When you think of sugar, you’re probably imagining white, granulated sugar that sweetens things like tea, coffee and lemonade. You know – it’s the stuff you can buy in five-pound bags at the market. White granulated sugar like this can come from sugar cane and sugar beets. But there are many types of sugar other than the white granulated kind.

The differences usually come from the way the sugar is processed. For example, if you’ve ever watched someone make cake frosting – or you’ve made it yourself, you’ve seen confectioner’s or powdered sugar. Unlike granulated sugar, which is course, powdered sugar has a super fine texture. This is because it has been pulverized. To maintain the powdery texture and keep it from clumping, what you buy at the store is usually a mix of 97 percent powdered sugar and 3 percent cornstarch.

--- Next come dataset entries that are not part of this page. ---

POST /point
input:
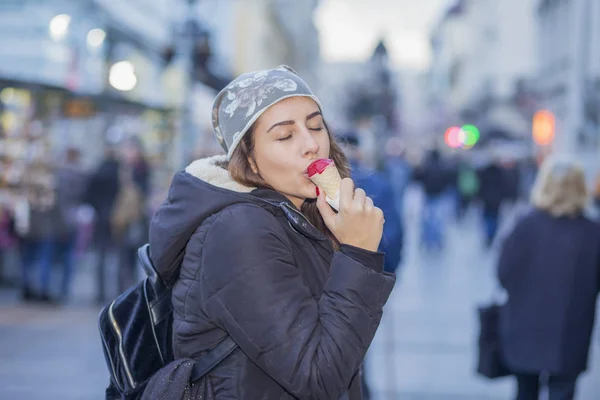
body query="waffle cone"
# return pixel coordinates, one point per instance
(329, 181)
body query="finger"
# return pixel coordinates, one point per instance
(346, 192)
(325, 209)
(360, 196)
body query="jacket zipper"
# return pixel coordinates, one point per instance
(121, 351)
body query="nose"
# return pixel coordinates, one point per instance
(311, 146)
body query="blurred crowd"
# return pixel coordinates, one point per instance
(58, 209)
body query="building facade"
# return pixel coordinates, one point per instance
(484, 56)
(569, 73)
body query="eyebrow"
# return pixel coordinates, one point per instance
(282, 123)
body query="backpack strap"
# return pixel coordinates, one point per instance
(211, 359)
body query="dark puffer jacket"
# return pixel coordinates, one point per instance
(302, 314)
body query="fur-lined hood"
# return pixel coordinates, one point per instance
(208, 170)
(204, 188)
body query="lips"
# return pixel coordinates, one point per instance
(318, 166)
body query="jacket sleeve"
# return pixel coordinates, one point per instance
(253, 289)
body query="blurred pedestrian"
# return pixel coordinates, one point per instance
(70, 192)
(435, 178)
(550, 268)
(493, 191)
(267, 262)
(399, 171)
(467, 186)
(101, 194)
(129, 219)
(37, 240)
(8, 239)
(596, 192)
(377, 185)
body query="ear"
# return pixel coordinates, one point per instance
(252, 165)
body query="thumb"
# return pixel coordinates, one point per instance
(326, 211)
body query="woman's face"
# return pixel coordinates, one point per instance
(289, 136)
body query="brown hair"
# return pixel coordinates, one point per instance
(241, 172)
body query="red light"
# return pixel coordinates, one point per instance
(452, 137)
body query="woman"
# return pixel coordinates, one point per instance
(299, 288)
(550, 267)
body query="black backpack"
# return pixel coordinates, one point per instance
(136, 330)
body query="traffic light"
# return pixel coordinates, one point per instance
(543, 127)
(462, 137)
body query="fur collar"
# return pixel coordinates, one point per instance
(206, 169)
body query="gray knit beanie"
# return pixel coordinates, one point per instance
(240, 104)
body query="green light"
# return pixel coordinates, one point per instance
(472, 135)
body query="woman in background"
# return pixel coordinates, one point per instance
(550, 267)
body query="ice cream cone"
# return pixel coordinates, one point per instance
(329, 181)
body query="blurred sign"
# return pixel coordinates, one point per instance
(79, 108)
(543, 128)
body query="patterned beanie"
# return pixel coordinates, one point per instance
(240, 104)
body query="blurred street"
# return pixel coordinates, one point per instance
(424, 349)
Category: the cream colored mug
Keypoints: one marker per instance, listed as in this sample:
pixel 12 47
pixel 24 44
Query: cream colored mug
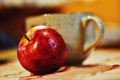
pixel 77 30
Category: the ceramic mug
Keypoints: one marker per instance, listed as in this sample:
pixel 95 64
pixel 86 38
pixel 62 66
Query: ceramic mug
pixel 77 30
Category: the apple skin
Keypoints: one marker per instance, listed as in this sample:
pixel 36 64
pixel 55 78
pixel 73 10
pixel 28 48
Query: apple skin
pixel 42 50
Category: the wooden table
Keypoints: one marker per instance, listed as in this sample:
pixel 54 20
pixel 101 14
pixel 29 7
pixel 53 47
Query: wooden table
pixel 102 64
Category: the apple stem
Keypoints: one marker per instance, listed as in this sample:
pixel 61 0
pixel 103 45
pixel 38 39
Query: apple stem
pixel 27 38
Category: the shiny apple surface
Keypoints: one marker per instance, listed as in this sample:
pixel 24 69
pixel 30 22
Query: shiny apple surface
pixel 42 50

As we already established, sugar is the main ingredient in most candy. In fact, most candy comes from sugar that has been cooked. In the same way that different processing techniques produce a variety of types of sugar, heating sugar produces different results. At different temperatures, sugar takes on different properties. To understand this, let’s take a look at Cotton candy.

Cotton candy is one of those amazing foods that makes no sense until you know the secret. There is no way to produce cotton candy without special equipment, but if you have the equipment, it is incredibly easy!

Cotton candy is nothing but pure sugar. To make the sugar "cottony," you need four things. First, you need heat to melt the sugar and turn it into a liquid. Next, you need a set of very small holes that the liquid sugar can flow through to form threads of sugar and a bowl to catch the threads. Finally, you need a spinning head that slings the liquid sugar outward so it is forced through the holes.

In a cotton candy machine, the head contains the heater to melt the sugar and make it liquid. Then, by spinning the head, the cotton candy machine forces the liquid sugar out through the tiny holes in the head. The instant the thin threads of sugar hit the air, they cool and re-solidify. So in the bowl of the machine, a web of sugar threads develops. The cotton candy vendor collects the web on a paper cone and then it’s ready to eat.


Popping Candy
Hard candy (like a lollypop) is made from sugar, corn syrup, water and flavoring. You heat the ingredients together and boil the mixture to drive off all of the water. Then you let the temperature rise. What you’re left with is a pure sugar syrup at about 300 degrees F. When it cools, you have hard candy.

popping rocks candy

To make popping candy, like Pop Rocks or Zip Rocks, the hot sugar mixture is allowed to mix with carbon dioxide gas at about 600 pounds per square inch (psi). The carbon dioxide gas forms tiny, 600-psi bubbles in the candy. Once it cools, you release the pressure and the candy shatters, but the pieces still contain the high-pressure bubbles. If you look at a piece of Zip Rocks or Pop Rocks candy with a magnifying glass, you should be able to see the bubbles.

When you put the candy in your mouth, it melts (just like hard candy) and releases the bubbles with a loud POP! What you are hearing and feeling is the 600-psi carbon dioxide gas being released from each bubble.